Zwei Tage später erzählte Frau Dr. Schlüter abends ihren Gästen, daß ein neuer und recht interessanter Herr bei ihr eingezogen sei. „Ein Spanier in diplomatischen Diensten. Er spricht kein Wort deutsch, aber natürlich vollkommen französisch. Er heißt Doktor Diego Alvarez und macht einen höchst distinguierten Eindruck. Morgen zieht er schon hier ein, wird aber erst nach einer Woche mit uns speisen, da er vorläufig in der Familie des spanischen Botschafters Tischgast ist.“
Fräulein Holthaus schrie entzückt auf: „Ein Spanier, Gott, wie interessant!“ Während Frau Albari unter allgemeiner Spannung fragte, ob dieser Spanier ein so schöner Mann sei, wie man es von Spaniern vorauszusetzen pflege. Wobei sie Kolo einen koketten Blick zuwarf. Lachend erklärte Frau Dr. Schlüter:
„Nun, da müssen Sje Ihre Erwartungen schon herabstimmen! Er hat einen schwarzen, abscheulichen Knebelbart, dunkle Brillen, trägt einen unmöglichen Kalabreser und hinkt außerdem recht heftig.“
„Der Arme!“ seufzte die Stillebenmalerin und nahm sich vor, gegen den unglücklichen Krüppel recht sanft und zuvorkommend zu sein, während Herr Holthaus, der erotische Sezessionist, trocken meinte:
„Solche Leute pflegen Glück bei Frauen zu haben. Merkwürdigerweise löst Krüppelhaftigkeit bei hysterischen Weibern starke erotische Reizungen . .
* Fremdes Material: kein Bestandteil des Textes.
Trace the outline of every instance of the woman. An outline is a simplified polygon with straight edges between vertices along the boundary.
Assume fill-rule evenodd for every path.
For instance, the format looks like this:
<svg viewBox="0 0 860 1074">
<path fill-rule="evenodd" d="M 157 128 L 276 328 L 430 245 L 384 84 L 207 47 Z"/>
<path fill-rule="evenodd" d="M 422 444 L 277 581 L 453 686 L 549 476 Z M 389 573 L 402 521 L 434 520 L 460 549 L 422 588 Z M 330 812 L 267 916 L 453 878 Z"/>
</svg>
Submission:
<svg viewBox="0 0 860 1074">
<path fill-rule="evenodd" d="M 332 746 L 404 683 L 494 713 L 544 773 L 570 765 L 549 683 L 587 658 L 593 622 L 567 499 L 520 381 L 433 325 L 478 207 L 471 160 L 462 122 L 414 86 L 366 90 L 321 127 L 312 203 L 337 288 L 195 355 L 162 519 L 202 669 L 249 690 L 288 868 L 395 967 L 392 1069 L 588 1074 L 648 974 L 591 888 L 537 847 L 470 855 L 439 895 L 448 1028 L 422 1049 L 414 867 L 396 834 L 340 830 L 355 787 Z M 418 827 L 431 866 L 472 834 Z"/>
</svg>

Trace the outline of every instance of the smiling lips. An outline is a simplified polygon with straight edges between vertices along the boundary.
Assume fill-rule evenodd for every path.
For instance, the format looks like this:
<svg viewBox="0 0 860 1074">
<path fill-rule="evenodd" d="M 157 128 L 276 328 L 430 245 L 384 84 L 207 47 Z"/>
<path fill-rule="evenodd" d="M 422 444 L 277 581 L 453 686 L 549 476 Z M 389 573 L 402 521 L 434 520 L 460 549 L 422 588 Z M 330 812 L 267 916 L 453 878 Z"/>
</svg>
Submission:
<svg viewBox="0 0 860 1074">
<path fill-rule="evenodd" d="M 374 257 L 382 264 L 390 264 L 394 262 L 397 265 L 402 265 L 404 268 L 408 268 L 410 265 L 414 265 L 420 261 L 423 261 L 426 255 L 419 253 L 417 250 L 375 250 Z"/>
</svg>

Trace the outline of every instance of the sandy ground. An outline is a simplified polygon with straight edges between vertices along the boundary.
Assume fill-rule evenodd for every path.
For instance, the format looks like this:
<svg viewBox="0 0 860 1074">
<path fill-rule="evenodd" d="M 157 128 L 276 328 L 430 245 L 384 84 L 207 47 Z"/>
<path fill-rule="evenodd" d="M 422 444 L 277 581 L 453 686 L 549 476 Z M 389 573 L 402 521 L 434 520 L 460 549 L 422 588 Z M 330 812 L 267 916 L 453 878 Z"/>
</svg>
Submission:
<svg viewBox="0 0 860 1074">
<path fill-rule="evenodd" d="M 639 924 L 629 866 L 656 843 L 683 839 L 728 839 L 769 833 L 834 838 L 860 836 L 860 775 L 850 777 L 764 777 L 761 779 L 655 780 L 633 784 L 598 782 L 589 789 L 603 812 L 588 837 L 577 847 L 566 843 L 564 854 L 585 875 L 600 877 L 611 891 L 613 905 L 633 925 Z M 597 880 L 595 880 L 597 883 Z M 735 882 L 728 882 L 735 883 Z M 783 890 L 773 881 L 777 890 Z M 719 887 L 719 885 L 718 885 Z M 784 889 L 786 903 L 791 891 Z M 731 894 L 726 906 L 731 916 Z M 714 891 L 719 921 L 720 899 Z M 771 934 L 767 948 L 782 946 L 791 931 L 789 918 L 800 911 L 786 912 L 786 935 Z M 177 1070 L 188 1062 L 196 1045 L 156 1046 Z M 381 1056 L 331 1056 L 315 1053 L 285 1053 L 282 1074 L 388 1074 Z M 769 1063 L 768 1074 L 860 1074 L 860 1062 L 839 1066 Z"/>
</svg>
Frau Dr. Schlüter räusperte sich energisch mit einem Blick auf einen Backfisch, der bedenklich zu kichern begann, und lenkte das Gespräch auf die allgemeine Ernährungslage. Von da an sprach man nicht mehr von dem Spanier, der mit einem umfangreichen Handkoffer seinen Einzug hielt und vorläufig nur morgens und abends beim Verlassen und Kommen, aber auch dann nicht regelmäßig, vom Stubenmädchen gesehen wurde.